VEGF-C stimulates lymphangiogenesis in zebrafish intracranial lymphatic vessels.

The growth of mammalian intracranial lymphatic vessels is stimulated by the pro-lymphangiogenic ligand VEGF-C^{4, 7}. To examine whether zebrafish intracranial lymphatic vessels are similarly responsive to VEGF-C, we injected 50 day old casper mutant, Tg(mrc1a:egfp)^y251, Tg(kdrl:mcherry ^y206 double transgenic zebrafish through the dorsal skull (Fig. 8A) with either VEGF-C or PBS together with a 705Qdot tracer. Fish that showed tracer in the meninges (Fig. 8C) were returned to the main zebrafish system and re-imaged six days later. Images taken at the time of injection (Fig. 8C–E) were compared to images taken 6 days post injection (Fig. 8G–I) and the percent increase in dorsal intracranial blood vessel or lymphatic vessel area was measured (Fig. 8F,J). Only a small increase in blood vessels was noted in injected fish, and the increase was not significantly different whether fish were injected with PBS or VEGF-C. In contrast, intracranial lymphatic vessels of fish injected with VEGF-C showed a significantly higher percent area increase compared to the intracranial lymphatic vessels of fish injected with PBS (p = 0.034) (Fig. 8B).

Fig. 8. Injection of VEGF-C stimulates intracranial lymphatic growth in zebrafish.

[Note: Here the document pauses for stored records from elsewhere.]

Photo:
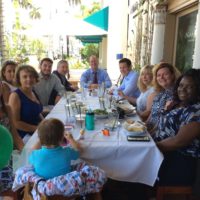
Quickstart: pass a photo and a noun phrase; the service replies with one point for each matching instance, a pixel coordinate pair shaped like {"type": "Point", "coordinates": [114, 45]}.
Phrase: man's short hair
{"type": "Point", "coordinates": [127, 61]}
{"type": "Point", "coordinates": [46, 59]}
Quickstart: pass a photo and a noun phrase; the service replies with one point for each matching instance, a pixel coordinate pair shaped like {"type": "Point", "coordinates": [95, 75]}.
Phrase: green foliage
{"type": "Point", "coordinates": [79, 65]}
{"type": "Point", "coordinates": [88, 50]}
{"type": "Point", "coordinates": [137, 67]}
{"type": "Point", "coordinates": [86, 11]}
{"type": "Point", "coordinates": [19, 46]}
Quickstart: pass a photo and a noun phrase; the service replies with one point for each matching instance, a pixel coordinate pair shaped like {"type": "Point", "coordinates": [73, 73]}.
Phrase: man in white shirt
{"type": "Point", "coordinates": [49, 88]}
{"type": "Point", "coordinates": [129, 82]}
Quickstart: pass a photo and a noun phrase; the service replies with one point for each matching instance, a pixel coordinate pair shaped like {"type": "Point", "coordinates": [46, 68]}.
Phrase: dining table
{"type": "Point", "coordinates": [122, 160]}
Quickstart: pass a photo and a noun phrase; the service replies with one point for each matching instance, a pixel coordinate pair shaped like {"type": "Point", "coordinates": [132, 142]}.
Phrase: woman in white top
{"type": "Point", "coordinates": [7, 76]}
{"type": "Point", "coordinates": [144, 101]}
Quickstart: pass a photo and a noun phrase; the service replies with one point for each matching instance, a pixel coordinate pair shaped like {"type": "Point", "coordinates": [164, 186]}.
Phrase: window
{"type": "Point", "coordinates": [185, 40]}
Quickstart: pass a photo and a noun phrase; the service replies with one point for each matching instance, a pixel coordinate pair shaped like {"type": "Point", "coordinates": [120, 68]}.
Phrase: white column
{"type": "Point", "coordinates": [158, 35]}
{"type": "Point", "coordinates": [196, 61]}
{"type": "Point", "coordinates": [117, 35]}
{"type": "Point", "coordinates": [144, 37]}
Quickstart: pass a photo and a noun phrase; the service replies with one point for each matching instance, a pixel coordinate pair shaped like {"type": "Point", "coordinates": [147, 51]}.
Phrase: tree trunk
{"type": "Point", "coordinates": [3, 53]}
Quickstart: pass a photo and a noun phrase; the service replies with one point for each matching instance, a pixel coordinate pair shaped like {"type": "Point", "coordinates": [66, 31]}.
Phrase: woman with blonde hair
{"type": "Point", "coordinates": [145, 100]}
{"type": "Point", "coordinates": [164, 78]}
{"type": "Point", "coordinates": [7, 76]}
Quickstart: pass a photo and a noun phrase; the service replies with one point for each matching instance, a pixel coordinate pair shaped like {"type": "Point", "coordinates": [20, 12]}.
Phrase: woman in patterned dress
{"type": "Point", "coordinates": [178, 133]}
{"type": "Point", "coordinates": [164, 78]}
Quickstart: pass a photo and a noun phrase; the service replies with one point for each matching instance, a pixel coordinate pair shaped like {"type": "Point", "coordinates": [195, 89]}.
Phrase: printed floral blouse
{"type": "Point", "coordinates": [171, 122]}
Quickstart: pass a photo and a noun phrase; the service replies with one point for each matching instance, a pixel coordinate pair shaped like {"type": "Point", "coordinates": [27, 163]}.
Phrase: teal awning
{"type": "Point", "coordinates": [99, 19]}
{"type": "Point", "coordinates": [90, 39]}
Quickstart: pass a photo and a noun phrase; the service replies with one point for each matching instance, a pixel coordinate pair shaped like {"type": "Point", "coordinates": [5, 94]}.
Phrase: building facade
{"type": "Point", "coordinates": [165, 30]}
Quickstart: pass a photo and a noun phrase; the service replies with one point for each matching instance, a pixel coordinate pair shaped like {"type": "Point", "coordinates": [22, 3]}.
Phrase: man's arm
{"type": "Point", "coordinates": [108, 82]}
{"type": "Point", "coordinates": [184, 137]}
{"type": "Point", "coordinates": [131, 85]}
{"type": "Point", "coordinates": [84, 79]}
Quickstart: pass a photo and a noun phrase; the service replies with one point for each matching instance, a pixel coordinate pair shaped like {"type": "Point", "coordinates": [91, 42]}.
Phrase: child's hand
{"type": "Point", "coordinates": [121, 94]}
{"type": "Point", "coordinates": [68, 136]}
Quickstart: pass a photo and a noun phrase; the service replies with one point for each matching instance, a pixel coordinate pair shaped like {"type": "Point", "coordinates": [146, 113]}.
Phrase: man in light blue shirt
{"type": "Point", "coordinates": [94, 76]}
{"type": "Point", "coordinates": [129, 83]}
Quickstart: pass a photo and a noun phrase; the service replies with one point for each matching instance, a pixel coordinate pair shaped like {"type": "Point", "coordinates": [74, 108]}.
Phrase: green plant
{"type": "Point", "coordinates": [88, 50]}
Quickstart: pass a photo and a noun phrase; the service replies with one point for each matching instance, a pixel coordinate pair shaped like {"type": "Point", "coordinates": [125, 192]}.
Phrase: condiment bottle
{"type": "Point", "coordinates": [89, 120]}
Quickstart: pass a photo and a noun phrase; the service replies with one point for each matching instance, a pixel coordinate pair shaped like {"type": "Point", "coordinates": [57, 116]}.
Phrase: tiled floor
{"type": "Point", "coordinates": [115, 190]}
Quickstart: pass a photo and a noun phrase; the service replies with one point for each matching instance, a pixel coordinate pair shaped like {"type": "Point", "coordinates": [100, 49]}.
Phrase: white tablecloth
{"type": "Point", "coordinates": [122, 160]}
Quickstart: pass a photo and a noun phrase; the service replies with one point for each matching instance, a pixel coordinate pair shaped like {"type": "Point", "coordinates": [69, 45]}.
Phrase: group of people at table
{"type": "Point", "coordinates": [167, 101]}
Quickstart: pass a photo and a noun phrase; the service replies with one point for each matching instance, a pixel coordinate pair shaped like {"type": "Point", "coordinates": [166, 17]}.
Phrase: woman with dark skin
{"type": "Point", "coordinates": [178, 133]}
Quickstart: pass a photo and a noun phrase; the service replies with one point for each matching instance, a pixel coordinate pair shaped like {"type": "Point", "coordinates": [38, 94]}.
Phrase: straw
{"type": "Point", "coordinates": [68, 107]}
{"type": "Point", "coordinates": [80, 115]}
{"type": "Point", "coordinates": [115, 121]}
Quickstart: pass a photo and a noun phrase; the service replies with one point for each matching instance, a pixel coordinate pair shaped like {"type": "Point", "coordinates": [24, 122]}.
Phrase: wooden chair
{"type": "Point", "coordinates": [185, 191]}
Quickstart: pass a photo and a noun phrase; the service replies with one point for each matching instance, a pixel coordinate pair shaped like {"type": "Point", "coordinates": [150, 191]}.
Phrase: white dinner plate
{"type": "Point", "coordinates": [134, 133]}
{"type": "Point", "coordinates": [103, 116]}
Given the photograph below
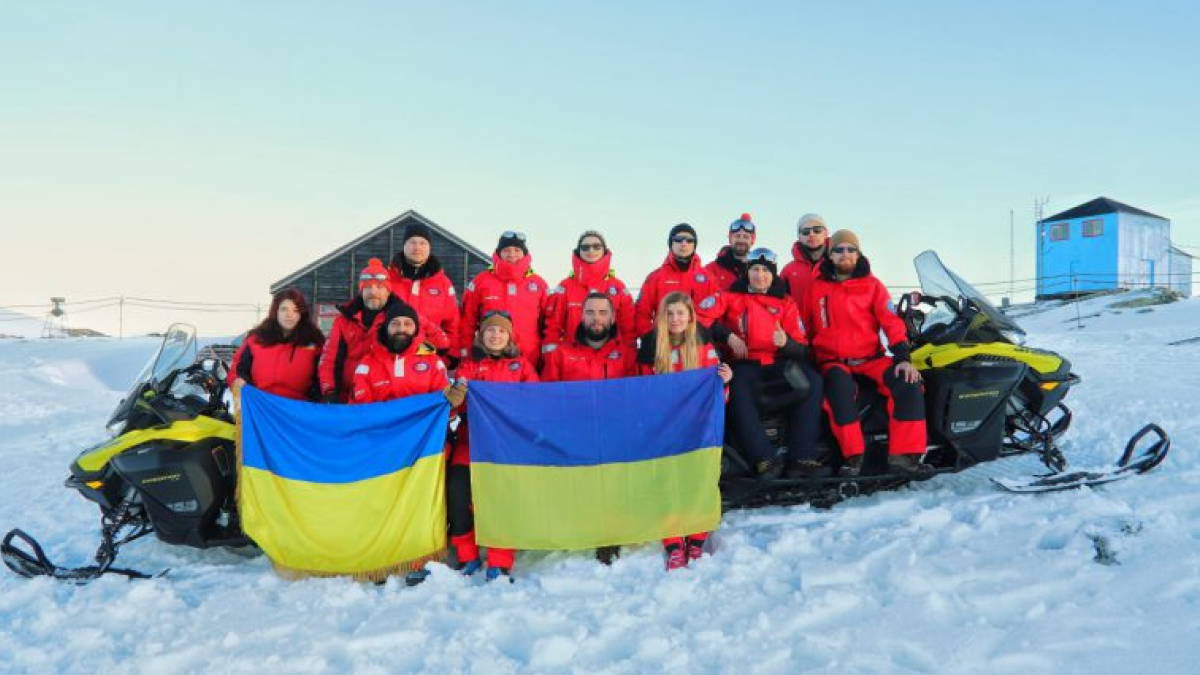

A. Schematic diagram of the intracranial injection of VEGF-C (n = 6) or PBS (n = 5) into 50 dpf casper, Tg(mrc1a:egfp)^y251; Tg(kdrl:mcherry) ^y206 zebrafish (19–25 mm) with the approximate area imaged shown by the dashed yellow box. B. Strip plots with a red line showing the average percent increase in area of blood and lymphatic vessels from the time of injection to six days post injection with error bars showing the standard error of the mean. VEGF-C injected fish showed a significant increase in lymphatic area (Bonferroni-adjusted p = 0.034 Mann-Whitney U test, p < 0.05). C-E. Maximum projection confocal image of the dorsal head of a casper mutant, Tg(mrc1a:egfp)^y251; Tg(kdrl:mcherry) ^y206 double transgenic animal at the time of VEGF-C/705Qdot injection with 705Qdots marking the VEGF-C injection site shown in magenta (C), blood vessels in white (C,D), and FGPs and lymphatics in green (C,E). G-I. The same fish as shown in C-E six days post-injection, showing an increase in lymphatic vessel growth,. 705Qdots shown in magenta (G), blood vessels in white (G,H), and FGPs and lymphatics in green (G,I). F,J. Area selections of lymphatic vessels based on E and I, used for percent area calculations in B. Scale bar: 200 um. (VEGF-C – vascular endothelial growth factor C, dpf- days post fertilization, mm- millimeters, mrc1a- mannose receptor C, type 1a, kdrl-kinase insert domain receptor like, FGPs- fluorescent granular perithelial cells)

DISCUSSION

In this study we use high-resolution confocal imaging of the meninges in living transgenic zebrafish to show that zebrafish possess a complex and robust meningeal lymphatic network comparable to that found in mammals. We use angiography and intracisternal lymphatic drainage assays to confirm that zebrafish meningeal lymphatics are distinct from the blood vascular network and that they drain interstitial fluid from the brain. We show that intracranial lymphatics initially emerge from the dorsal edge of the previously described facial lymphatic network¹⁰, first growing along the caudal edge of the cerebellum and optic tecta before forming a more complex network extending further rostrally. We also show that, like the meningeal lymphatics in mammals, these vessels contain immune cells migrating both through and in and out of them. The discovery of intracranial meningeal lymphatics in the zebrafish provides an important new model for experimental analysis of meningeal lymphatic development and function in health and disease.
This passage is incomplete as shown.